Source: Government of India
Improving India’s Perception Globally
Changing India’s external perception is a tough job. The rest of the world has historically seen India as a country plagued with red tape, bureaucracy, poverty and corruption and this thought process is deeply ingrained. However, Modi has tackled this issue head on and has successfully marketed India to the rest of the world.
- Ease of doing Business - The significant jump into the top 100 in the World Bank’s ‘Ease of Doing Business’ Index is the result of the Government’s consistent efforts in pushing multi-sectoral reforms to strengthen India’s position as a preferred place to do business
- FDI - The UN’s Conference on Trade and Development World Investment Report says India is one of the favoured FDI destinations globally. FDI is extremely important for growth, jobs and investment and is a key criterion for Modi’s government. FDI was one of the main factors that propelled China’s growth over the last two decades
- Moody’s upgrade - of India’s Government Debt was primarily based on the reforms taking place. Moody’s believe they are likely to improve the business climate, enhance productivity and stimulate foreign and domestic investment.
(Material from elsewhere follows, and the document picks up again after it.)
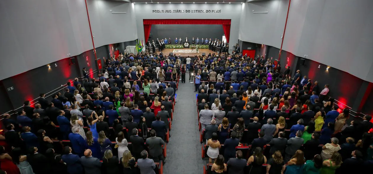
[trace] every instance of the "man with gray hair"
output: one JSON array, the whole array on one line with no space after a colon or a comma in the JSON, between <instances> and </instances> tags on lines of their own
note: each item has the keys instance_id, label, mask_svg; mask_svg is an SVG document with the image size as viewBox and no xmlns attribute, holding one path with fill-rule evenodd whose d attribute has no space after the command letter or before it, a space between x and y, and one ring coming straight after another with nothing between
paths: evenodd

What hasn’t worked as well?
With such bold and swift reforms in a country as complex as India, inevitably some initiatives haven’t gone exactly to plan. We take a look at a couple of them below.
- Demonetisation - In 2016, the Modi Government announced that all 500 and 1000 rupee notes were no longer valid and had to be returned to prove their source. This removed 86% of notes in circulation and was intended to remove “black money” from the system and increase digital means of transacting. Whilst digital transactions have increased, the evidence of reducing black money has been less obvious
- Pace of reforms – Given the number of reforms initiated in such a short time, some have been rushed. Ironically, the lack of implementation was an issue of the previous government. It has been a juggling act of speed vs. effectiveness but some reforms such as GST has resulted in initial confusion for businesses and individuals
Although the Modi Government has initiated many reforms, expectations are that they reap benefits immediately rather than pave the way for a better India in the long-term. These building blocks are required to transition such a large and heterogeneous economy to the next level. From his most recent speech, we get the sense that his tone in the run up to the next election is his government in 2014 vs. 2019. This is a very encouraging sign for equity investors, as the basis of election would be on growth and development not of caste and religion which has plagued Indian politics in the past.